Tales

THE WAREHOUSE

Two years.
Or maybe more.
He was no longer sure.

The warehouse stretched before him like a dead world. A room that wasn’t a room: an infinite expanse of metallic floor and eroded walls, tall as mountains, showing no sign of any boundary. The ceiling vanished into a gray mist, illuminated by gigantic lamps that neither turned on nor off—they simply remained, like blind eyes watching. The ground was uneven, littered with debris: remnants of corroded machines, fossilized skeletons of creatures that perhaps had never been human, cables dragging like dried entrails.

He walked. Always walked. His feet ached, his muscles burned, but he stopped only to sleep among the wreckage, eating whatever he could tear from parasitic organisms growing in the metal’s cracks. Each step was the same step, repeated endlessly. And still, he never reached the end.
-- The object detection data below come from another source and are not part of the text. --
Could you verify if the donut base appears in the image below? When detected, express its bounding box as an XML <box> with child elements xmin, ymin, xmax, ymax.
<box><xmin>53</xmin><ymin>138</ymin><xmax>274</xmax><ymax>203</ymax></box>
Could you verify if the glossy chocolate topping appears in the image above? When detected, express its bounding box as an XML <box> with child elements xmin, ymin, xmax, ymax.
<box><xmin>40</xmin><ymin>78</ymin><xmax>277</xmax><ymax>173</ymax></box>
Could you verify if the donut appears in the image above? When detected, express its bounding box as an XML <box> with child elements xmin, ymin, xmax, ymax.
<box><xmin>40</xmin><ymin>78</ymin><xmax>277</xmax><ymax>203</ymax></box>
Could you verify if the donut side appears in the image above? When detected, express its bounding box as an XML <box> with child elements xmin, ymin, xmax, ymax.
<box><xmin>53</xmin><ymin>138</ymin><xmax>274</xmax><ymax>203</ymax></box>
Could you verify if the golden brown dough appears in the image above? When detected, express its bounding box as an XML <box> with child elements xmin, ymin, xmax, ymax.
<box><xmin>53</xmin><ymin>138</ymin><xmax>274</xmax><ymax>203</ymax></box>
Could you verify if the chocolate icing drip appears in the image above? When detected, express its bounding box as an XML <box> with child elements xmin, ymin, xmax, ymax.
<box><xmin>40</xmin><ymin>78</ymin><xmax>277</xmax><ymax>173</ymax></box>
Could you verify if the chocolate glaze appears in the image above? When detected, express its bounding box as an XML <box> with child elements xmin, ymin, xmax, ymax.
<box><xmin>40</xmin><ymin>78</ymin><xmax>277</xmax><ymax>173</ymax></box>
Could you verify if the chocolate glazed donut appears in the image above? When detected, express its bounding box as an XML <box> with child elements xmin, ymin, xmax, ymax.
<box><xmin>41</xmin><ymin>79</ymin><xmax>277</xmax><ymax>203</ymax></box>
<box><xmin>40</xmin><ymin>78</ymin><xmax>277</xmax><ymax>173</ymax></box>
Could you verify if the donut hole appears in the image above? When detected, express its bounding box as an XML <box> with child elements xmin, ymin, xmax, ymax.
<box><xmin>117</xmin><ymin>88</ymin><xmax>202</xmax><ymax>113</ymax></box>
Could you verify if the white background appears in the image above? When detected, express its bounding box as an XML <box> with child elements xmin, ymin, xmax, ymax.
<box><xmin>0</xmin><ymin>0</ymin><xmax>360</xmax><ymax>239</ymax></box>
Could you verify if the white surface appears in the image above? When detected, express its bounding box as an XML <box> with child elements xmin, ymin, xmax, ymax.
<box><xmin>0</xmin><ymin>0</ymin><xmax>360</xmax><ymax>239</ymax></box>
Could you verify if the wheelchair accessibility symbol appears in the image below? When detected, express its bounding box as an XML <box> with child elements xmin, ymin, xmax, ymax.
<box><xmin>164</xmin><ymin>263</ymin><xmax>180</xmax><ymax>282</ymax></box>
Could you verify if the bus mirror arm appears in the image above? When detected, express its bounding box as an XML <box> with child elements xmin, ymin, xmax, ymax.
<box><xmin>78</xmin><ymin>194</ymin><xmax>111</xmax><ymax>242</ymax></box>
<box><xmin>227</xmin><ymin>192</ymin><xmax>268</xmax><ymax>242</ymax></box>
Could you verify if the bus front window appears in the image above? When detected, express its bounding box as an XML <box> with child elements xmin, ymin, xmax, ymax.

The warehouse did not end.
It never ended.

At first, he believed a week would be enough to cross that space. Then months. Now years. And the sensation remained the same: the horizon never grew closer, as if he were condemned to an eternity of walking inside a single corridor.

He was not alone.
Not really.

Sometimes, in the shadows cast by the cyclopean beams, something moved. A figure that never fully revealed itself, but was always there, following him. He heard footsteps beyond his own, as if the echo had a will of its own. He felt the breath of something near, brushing against his neck, even when nothing was there.

And, from time to time, the voice.

You are such a silly spirit.

The sentence echoed inside his mind, as if it didn’t come from outside but from within his own consciousness. A scream without a throat—mocking, childish, and cruel.
He didn’t answer. He never answered. He only quickened his pace, knowing that even if he ran until his lungs burst, the end of the warehouse would not come.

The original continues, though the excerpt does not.